Recently the Brandon Administration proposed some rules limiting these practices and reaffirming that MA plans must provide ALL benefits equivalent to traditional (fee-for-service) Medicare Parts A and B. They’re also proposing transparency requirements for MA use of PA tactics, stricter turnaround times for PAs, and adoption of new technologies that might expedite PA processes. There are also a few proposals to limit deceptive marketing tactics by brokers and third-party marketing organizations (TPMOs). All of this is well and good, but of course the only actual enforcement under consideration is basically self-enforcement by the Plans. I should emphasize that these are only proposed rules, odds are they won’t be finalized or the most effective portions will be stripped.

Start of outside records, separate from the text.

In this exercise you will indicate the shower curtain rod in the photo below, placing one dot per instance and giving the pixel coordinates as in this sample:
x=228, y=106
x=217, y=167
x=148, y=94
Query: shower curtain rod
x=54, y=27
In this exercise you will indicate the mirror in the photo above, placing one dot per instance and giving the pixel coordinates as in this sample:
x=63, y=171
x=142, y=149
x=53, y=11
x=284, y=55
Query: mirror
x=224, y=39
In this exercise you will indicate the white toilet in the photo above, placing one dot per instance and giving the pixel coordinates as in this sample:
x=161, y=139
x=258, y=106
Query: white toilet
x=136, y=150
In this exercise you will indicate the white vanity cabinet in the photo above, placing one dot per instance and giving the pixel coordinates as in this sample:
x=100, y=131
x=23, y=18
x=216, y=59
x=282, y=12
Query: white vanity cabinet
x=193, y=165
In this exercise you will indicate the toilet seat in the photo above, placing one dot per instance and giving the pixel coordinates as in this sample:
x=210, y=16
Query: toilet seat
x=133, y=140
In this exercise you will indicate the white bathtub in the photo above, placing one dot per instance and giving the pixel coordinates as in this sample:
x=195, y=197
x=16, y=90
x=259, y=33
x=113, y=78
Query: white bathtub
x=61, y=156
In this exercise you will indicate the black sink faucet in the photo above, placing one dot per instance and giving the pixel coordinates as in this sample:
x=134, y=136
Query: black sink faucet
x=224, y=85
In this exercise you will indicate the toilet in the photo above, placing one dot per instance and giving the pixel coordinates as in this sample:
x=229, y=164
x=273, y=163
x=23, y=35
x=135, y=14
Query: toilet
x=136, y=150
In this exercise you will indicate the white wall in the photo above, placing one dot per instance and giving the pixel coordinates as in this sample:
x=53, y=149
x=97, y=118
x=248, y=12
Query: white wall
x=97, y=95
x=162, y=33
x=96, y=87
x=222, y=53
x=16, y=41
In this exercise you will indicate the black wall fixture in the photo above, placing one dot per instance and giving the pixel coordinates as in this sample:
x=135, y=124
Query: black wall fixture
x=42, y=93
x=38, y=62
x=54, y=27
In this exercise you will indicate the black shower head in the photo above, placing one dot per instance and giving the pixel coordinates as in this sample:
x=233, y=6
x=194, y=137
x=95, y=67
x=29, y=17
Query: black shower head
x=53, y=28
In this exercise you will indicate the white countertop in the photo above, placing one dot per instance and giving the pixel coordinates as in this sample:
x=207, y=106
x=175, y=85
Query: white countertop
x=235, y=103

They’ve also recently finalized a long-awaited rule to crack down on MA plan gaming of the patient acuity metrics used to set the per-member, per-month payment rates the feds pay plans for covering beneficiaries, including doing retroactive reviews back to I believe 2018, with potential extrapolations (using the findings from a sample to determine an amount for the entire pool of beneficiaries) and clawbacks. This one seems more certain but again there’s no guarantee the feds will actually act on it.
The Prior Authorization and benefits rules are here: https://www.federalregister.gov/d/2022-26956.
And here: https://www.govinfo.gov/content/pkg/FR-2022-12-13/pdf/2022-26479.pdf.
The payment rule is here: https://www.federalregister.gov/d/2023-01942.
Thank you SB for taking the time to post this comment. Color from the front lines is greatly appreciated. Makes me wonder how long before we’re using Priceline dot com for medical services.
In reading Yves article, what strikes us is:
1.The break down of the American Family.
As a comparison, we have Ukranian & Russian neighbors. They don’t outsource their elderly to nursing homes. Instead, they keep their elders at home. They seem to have a tight knit group with friends/relatives who take care of the elderly while the wife/husband go to work.
2. These health care plans, prey on single individuals. It seems those citizens fall within the lower middle class and below. They have *no* political power while their families resist the idea of doing a little “leg work” in comprehending *other* options outside of the health care scams.
3. With multiple millions of Boomers falling within this scam, the large Health Care Institutions are rabidly seeking greater profits. They know that once Boomers die, the upcoming new generations won’t even have options for most health care with so many of them scraping by with low income jobs and the huge costs of living in the US.
NYC Unions collude with City to push retirees into Medicare Advantage
“Insurance” is not care (or coverage). The tactic is and has always been “say no no no”. (Note with any “health insurance” there is always this bizarre disclaimer: “just because we’re approving this doesn’t mean we’re paying for it” or some such.) A huge problem becomes one of fatigue. Persons who are ill and unable to advocate for themselves are out of luck. End of. How MA with this algorithmic approach isn’t Medicare fraud is beyond me.